RIVIÈRE-DU-LOUP, le 29 mai 2012 – Les membres du Syndicat des pompiers de la ville de Rivière-du-Loup (CSN) réunis en assemblée générale le jeudi 24 mai ont adopté à 73 % l’entente de principe.

Cette entente est un contrat de travail de 7 ans qui prendra fin le 31 décembre 2017. Elle prévoit entre autres des gains sur la reconnaissance syndicale, soit la mise en place d’un comité de relation de travail via des consultations sur la création de nouveaux postes, sur les tâches et sur l’organisation du travail. Dorénavant, la convention collective inclura des bonifications en santé-sécurité au travail, quant au nombre de salariés de garde en caserne, sur les uniformes ainsi que sur les allocations de déplacements et de repas.

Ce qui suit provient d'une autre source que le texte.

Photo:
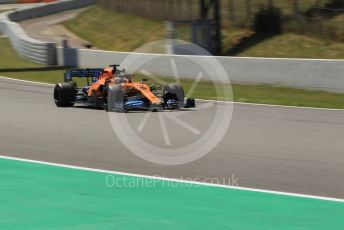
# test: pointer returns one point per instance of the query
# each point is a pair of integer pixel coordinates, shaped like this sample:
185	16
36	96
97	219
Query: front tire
174	91
64	95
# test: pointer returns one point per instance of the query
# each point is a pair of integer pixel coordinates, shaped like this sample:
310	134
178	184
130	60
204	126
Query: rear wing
82	73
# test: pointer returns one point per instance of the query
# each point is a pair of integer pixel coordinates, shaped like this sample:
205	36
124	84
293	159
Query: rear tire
64	94
115	99
174	91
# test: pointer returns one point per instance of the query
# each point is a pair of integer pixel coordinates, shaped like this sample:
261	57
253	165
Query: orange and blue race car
114	90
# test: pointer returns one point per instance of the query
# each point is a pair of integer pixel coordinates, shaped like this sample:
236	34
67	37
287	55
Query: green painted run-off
36	196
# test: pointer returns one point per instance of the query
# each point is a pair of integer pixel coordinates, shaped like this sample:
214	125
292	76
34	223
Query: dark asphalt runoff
274	148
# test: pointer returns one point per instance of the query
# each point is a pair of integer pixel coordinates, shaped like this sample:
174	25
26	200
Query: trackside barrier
32	49
325	75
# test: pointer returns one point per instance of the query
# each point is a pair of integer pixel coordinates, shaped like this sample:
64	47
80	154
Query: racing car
113	89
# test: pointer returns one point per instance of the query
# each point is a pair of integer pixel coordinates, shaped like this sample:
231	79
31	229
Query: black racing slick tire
115	98
64	94
174	91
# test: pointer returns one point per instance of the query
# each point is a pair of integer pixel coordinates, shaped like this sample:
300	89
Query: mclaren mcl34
114	90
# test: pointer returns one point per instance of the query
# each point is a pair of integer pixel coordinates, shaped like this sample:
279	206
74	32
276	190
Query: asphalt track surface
274	148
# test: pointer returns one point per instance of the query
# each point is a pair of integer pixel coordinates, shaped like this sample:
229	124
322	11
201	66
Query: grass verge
11	65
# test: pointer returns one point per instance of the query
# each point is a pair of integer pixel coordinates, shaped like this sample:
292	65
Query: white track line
173	180
239	103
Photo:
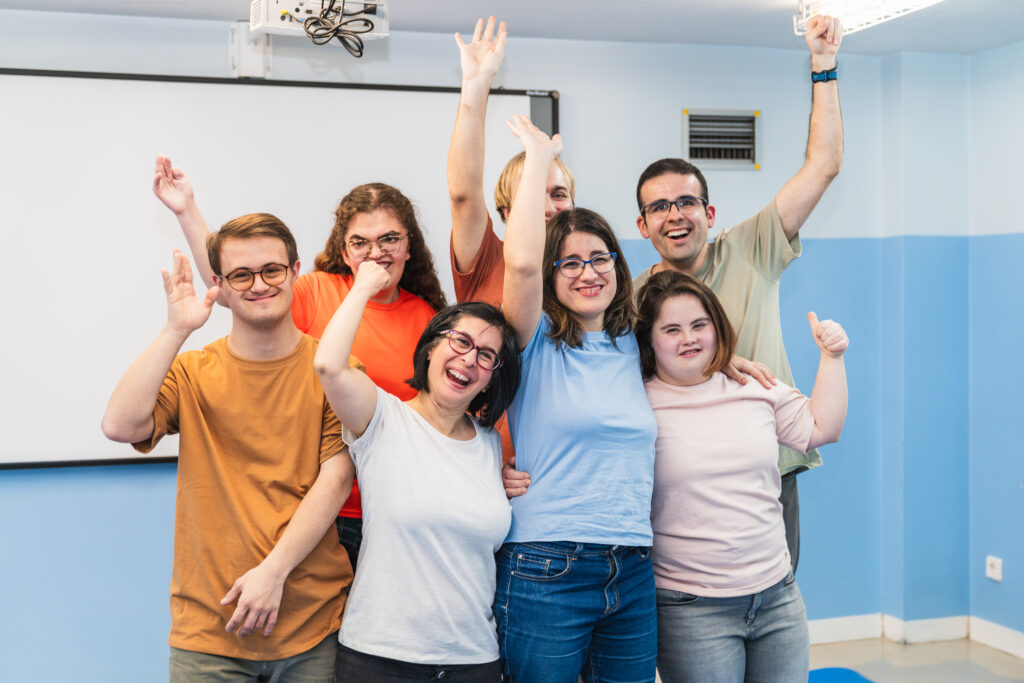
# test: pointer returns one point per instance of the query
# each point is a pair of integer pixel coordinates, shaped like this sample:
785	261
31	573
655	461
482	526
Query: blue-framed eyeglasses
573	267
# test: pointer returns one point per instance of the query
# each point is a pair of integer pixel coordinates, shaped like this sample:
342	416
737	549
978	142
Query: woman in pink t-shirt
728	607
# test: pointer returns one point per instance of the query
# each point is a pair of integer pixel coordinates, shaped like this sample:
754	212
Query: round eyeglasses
573	267
242	280
388	244
462	344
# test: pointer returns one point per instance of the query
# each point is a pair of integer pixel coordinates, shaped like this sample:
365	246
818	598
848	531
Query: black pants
352	666
350	537
791	515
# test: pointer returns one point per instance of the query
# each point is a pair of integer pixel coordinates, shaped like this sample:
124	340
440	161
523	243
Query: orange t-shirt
385	342
483	282
254	434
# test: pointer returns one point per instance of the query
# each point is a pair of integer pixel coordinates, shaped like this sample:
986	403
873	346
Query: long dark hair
419	276
620	315
489	404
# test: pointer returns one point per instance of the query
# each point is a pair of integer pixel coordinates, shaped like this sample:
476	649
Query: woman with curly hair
374	222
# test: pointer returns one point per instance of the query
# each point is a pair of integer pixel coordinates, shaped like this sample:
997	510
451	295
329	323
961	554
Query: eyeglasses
242	280
573	267
388	244
686	204
462	344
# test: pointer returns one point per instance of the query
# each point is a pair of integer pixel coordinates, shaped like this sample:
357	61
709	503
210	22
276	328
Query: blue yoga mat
837	675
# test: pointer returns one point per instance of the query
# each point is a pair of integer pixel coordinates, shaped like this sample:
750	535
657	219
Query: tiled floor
950	662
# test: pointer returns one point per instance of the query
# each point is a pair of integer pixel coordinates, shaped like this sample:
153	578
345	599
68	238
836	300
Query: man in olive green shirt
744	263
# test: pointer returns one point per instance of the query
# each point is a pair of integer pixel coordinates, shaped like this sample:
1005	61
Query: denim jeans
565	609
752	638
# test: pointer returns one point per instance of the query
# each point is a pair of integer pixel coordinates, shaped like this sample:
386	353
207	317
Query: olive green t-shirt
743	266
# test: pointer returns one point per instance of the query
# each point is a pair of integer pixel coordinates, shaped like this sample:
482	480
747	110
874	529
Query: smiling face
455	379
683	340
370	227
588	295
680	238
261	305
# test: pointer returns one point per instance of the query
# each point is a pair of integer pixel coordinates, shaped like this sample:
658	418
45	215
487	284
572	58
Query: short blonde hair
509	180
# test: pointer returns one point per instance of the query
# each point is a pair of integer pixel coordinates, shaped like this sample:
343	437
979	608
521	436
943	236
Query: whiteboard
85	239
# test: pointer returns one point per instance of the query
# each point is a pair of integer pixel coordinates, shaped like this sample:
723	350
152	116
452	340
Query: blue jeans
565	609
752	638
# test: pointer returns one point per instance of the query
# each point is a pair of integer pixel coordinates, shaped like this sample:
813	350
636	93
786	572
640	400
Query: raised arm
522	296
129	413
259	590
480	60
173	187
824	138
351	393
828	399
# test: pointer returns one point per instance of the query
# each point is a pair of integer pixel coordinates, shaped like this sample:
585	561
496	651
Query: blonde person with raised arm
576	589
728	606
261	467
433	504
374	222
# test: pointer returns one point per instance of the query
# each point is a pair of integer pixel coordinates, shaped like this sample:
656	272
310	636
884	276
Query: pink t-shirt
717	519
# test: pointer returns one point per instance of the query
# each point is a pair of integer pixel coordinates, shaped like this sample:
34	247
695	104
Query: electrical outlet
993	567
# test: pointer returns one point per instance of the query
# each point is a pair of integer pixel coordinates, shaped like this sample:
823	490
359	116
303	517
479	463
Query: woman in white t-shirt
434	510
728	608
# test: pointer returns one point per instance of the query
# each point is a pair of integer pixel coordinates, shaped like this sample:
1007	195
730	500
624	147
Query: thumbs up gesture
828	335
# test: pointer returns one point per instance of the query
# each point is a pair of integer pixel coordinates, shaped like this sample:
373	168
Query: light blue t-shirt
583	428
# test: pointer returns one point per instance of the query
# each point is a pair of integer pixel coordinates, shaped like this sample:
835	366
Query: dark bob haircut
662	287
488	406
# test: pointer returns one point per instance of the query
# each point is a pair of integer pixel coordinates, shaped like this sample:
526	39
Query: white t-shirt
717	519
434	513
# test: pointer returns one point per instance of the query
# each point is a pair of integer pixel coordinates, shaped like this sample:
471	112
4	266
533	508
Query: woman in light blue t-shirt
576	589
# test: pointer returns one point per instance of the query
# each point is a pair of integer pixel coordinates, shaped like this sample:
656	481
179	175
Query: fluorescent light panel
856	14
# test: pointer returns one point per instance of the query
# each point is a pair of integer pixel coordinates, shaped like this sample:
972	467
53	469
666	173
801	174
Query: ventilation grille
730	138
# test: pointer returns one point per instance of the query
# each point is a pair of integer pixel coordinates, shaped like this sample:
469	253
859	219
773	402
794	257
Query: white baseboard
997	637
924	630
839	629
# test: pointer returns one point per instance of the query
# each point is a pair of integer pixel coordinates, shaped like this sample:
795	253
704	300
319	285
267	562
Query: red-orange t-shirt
385	341
484	282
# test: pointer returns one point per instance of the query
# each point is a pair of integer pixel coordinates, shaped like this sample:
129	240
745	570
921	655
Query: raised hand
258	593
171	185
535	140
823	36
371	276
185	311
828	335
482	57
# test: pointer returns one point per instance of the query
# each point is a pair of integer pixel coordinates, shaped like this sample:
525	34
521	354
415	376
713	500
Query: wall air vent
721	139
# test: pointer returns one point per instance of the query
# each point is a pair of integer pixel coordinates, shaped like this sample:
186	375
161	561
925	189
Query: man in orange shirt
259	449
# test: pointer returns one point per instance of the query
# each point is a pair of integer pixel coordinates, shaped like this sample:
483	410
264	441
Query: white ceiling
952	26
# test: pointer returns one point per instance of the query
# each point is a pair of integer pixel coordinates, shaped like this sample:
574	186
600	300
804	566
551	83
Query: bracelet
825	75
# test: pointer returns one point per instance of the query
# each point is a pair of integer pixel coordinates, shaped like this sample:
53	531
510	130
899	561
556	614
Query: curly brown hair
621	314
419	276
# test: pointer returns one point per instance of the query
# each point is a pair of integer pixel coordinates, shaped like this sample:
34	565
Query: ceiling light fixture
855	14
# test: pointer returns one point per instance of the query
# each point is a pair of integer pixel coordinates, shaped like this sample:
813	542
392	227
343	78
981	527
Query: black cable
336	23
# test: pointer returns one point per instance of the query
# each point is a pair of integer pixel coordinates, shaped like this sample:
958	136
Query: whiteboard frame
544	110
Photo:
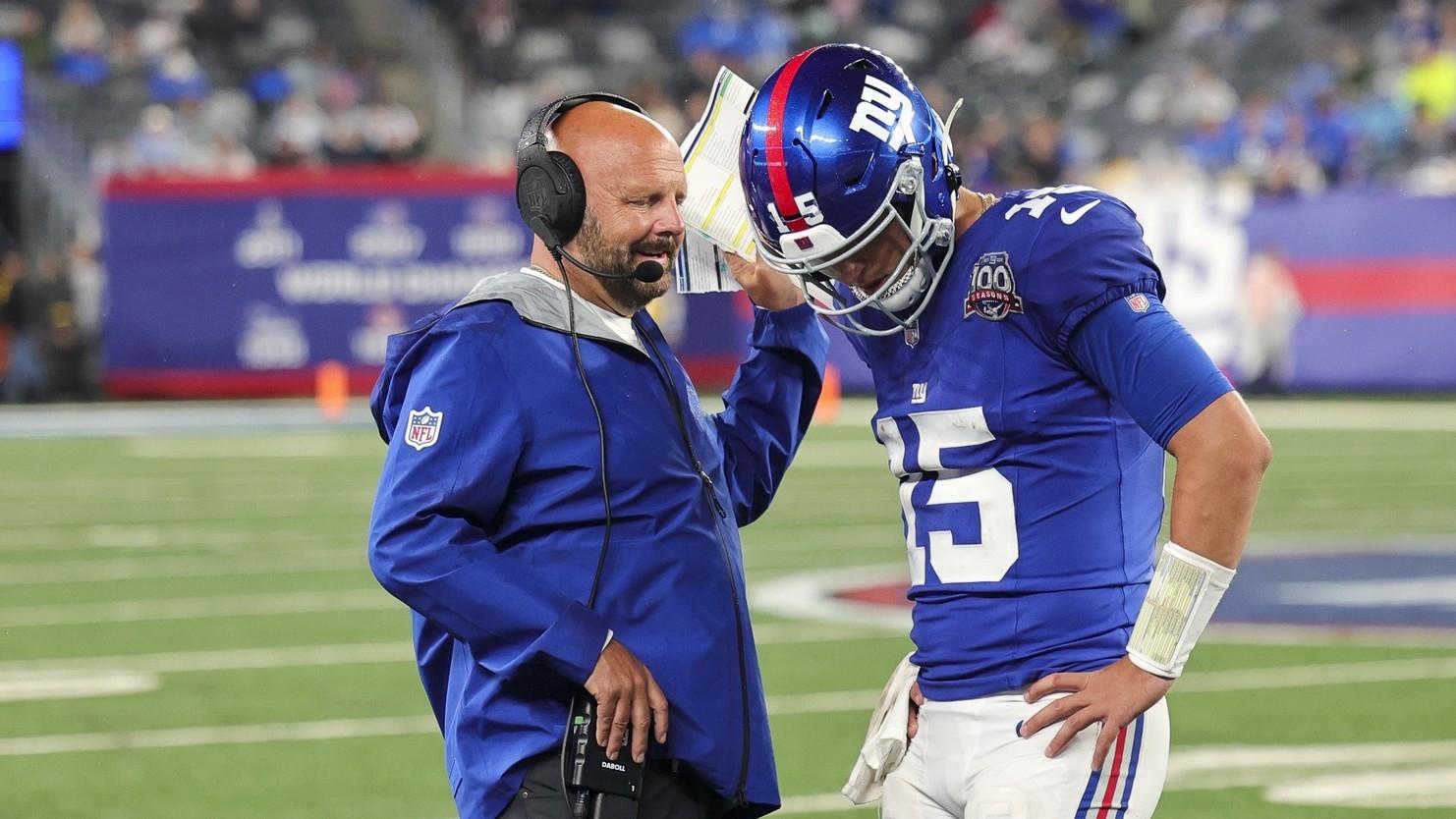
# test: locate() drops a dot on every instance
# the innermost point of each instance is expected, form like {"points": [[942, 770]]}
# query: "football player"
{"points": [[1029, 383]]}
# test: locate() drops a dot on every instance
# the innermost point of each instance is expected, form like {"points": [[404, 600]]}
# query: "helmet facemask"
{"points": [[906, 293]]}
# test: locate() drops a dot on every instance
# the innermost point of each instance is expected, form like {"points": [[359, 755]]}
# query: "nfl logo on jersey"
{"points": [[424, 428], [993, 289]]}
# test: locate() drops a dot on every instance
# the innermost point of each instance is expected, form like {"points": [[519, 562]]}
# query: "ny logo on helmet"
{"points": [[884, 112]]}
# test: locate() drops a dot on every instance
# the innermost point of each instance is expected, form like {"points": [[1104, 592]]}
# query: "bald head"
{"points": [[632, 174], [606, 139]]}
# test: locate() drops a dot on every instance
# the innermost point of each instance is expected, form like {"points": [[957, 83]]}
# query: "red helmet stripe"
{"points": [[773, 147]]}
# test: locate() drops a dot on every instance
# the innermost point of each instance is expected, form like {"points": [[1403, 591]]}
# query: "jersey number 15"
{"points": [[983, 562]]}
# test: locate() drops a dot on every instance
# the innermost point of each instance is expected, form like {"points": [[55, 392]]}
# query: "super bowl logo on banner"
{"points": [[993, 289], [424, 428]]}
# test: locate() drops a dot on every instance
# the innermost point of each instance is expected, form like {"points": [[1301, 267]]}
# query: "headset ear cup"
{"points": [[571, 205]]}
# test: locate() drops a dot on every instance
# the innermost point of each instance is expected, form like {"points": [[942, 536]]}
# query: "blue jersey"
{"points": [[1031, 498]]}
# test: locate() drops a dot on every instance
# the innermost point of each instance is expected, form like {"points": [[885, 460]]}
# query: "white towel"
{"points": [[885, 740]]}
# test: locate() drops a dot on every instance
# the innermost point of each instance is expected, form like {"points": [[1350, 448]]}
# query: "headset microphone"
{"points": [[645, 272]]}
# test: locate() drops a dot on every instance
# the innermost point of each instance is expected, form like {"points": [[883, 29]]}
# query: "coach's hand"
{"points": [[627, 695], [916, 700], [1112, 695], [766, 287]]}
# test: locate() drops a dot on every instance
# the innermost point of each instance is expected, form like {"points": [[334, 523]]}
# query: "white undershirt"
{"points": [[621, 326]]}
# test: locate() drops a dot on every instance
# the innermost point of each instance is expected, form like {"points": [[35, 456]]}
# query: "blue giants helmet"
{"points": [[839, 147]]}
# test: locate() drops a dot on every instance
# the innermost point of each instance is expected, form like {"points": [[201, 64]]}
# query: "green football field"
{"points": [[188, 628]]}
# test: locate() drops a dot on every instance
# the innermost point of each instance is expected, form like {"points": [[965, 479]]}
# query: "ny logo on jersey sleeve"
{"points": [[884, 112], [424, 428]]}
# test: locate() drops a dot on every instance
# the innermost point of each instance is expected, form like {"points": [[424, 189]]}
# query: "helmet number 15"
{"points": [[952, 562], [809, 211]]}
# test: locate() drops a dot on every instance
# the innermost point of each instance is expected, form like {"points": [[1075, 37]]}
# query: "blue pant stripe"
{"points": [[1087, 794]]}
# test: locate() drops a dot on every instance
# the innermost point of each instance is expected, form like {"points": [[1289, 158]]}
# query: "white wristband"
{"points": [[1180, 603]]}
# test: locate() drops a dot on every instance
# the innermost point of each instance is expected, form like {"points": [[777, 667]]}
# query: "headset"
{"points": [[549, 191], [552, 199]]}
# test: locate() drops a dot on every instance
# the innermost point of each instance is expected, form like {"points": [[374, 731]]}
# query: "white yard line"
{"points": [[216, 735], [345, 653], [194, 608], [223, 659], [827, 701]]}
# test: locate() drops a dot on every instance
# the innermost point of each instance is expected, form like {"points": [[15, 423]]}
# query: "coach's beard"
{"points": [[601, 254]]}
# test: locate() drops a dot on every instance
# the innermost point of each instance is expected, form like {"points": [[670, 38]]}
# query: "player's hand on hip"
{"points": [[627, 695], [766, 287], [1112, 695], [916, 700]]}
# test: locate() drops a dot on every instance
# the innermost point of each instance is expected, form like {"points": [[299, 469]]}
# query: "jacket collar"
{"points": [[539, 302]]}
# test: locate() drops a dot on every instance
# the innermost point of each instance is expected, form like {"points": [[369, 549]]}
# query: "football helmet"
{"points": [[839, 147]]}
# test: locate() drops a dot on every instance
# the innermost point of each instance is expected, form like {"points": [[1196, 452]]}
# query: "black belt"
{"points": [[668, 767]]}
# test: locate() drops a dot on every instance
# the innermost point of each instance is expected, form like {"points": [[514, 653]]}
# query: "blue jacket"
{"points": [[488, 524]]}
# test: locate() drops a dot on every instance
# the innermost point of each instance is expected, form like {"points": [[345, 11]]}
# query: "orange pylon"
{"points": [[332, 389], [827, 410]]}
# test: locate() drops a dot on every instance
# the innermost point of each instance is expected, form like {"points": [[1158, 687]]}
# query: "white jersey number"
{"points": [[983, 562]]}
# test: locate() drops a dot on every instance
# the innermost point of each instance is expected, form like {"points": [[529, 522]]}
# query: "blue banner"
{"points": [[287, 271]]}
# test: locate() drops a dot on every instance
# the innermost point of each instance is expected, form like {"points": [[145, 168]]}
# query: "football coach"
{"points": [[559, 513]]}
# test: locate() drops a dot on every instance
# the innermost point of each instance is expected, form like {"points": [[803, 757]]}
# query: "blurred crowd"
{"points": [[224, 84], [1296, 95]]}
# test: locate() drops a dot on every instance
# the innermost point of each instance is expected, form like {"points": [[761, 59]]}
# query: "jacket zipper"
{"points": [[740, 796]]}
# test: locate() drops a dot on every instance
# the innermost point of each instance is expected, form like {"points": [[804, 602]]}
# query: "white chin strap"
{"points": [[908, 290]]}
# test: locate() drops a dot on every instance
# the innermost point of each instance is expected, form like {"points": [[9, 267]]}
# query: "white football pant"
{"points": [[967, 762]]}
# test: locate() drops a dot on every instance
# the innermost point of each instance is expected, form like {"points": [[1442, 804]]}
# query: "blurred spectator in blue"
{"points": [[1417, 27], [79, 38], [1102, 22], [740, 33], [157, 142], [1039, 154], [22, 319], [1329, 136], [269, 86], [1430, 82]]}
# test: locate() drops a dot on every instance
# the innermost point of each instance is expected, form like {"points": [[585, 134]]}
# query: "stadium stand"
{"points": [[1298, 97]]}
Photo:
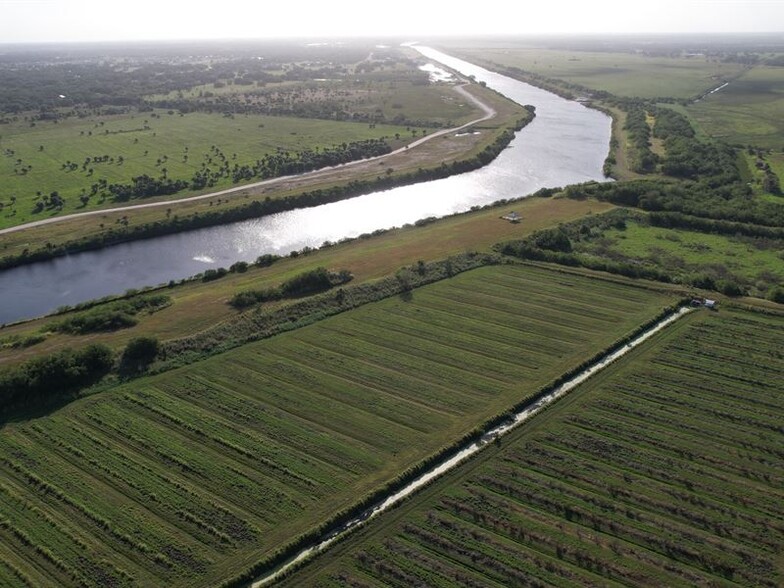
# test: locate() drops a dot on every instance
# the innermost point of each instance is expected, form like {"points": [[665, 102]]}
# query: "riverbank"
{"points": [[454, 456]]}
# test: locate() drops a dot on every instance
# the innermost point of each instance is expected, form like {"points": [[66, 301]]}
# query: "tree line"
{"points": [[257, 208]]}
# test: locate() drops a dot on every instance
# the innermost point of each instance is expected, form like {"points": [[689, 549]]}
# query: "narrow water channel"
{"points": [[565, 144], [452, 462]]}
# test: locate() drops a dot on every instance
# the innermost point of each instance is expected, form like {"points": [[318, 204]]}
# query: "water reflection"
{"points": [[566, 143]]}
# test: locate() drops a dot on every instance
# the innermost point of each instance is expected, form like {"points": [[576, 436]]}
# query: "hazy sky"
{"points": [[100, 20]]}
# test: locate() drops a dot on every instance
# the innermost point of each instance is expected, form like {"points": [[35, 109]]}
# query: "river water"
{"points": [[565, 144]]}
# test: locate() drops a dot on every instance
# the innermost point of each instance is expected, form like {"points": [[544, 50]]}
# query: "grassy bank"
{"points": [[197, 306], [291, 429]]}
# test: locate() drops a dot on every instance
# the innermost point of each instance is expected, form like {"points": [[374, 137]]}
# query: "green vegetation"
{"points": [[665, 470], [258, 207], [734, 258], [94, 162], [112, 316], [198, 306], [187, 477], [623, 73], [749, 111], [310, 282], [39, 383]]}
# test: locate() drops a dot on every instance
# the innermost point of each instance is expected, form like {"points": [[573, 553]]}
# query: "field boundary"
{"points": [[489, 113], [300, 550]]}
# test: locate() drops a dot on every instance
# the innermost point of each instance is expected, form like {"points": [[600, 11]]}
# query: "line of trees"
{"points": [[258, 208], [304, 284]]}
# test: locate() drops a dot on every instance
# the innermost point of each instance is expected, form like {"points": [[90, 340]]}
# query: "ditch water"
{"points": [[565, 144], [455, 460]]}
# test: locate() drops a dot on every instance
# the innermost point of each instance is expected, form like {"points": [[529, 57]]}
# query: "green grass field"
{"points": [[142, 144], [198, 306], [191, 476], [665, 470], [623, 74], [745, 259], [750, 111]]}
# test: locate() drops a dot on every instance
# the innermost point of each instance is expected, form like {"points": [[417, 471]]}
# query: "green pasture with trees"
{"points": [[749, 111], [191, 476], [664, 470], [74, 165]]}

Un effort a été fait afin d’obtenir un rattrapage salarial satisfaisant. C’est-à-dire une rétroactivité 2010-2011 de 3.75 % par année, une bonification de la nouvelle échelle salariale. Par exemple, l’ancien taux d’intervention était de 18.48 $, à la signature, il passera à 21.26 $ pour atteindre 25.00 $ à l’échéance de la convention.

Le Syndicat des pompiers de la ville de Rivière-du-Loup (CSN) est affilié à la Fédération des employées et employés des services publics - CSN qui compte plus de 400 syndicats, représentant environ 55 000 membres œuvrant dans le domaine des services publics et parapublics.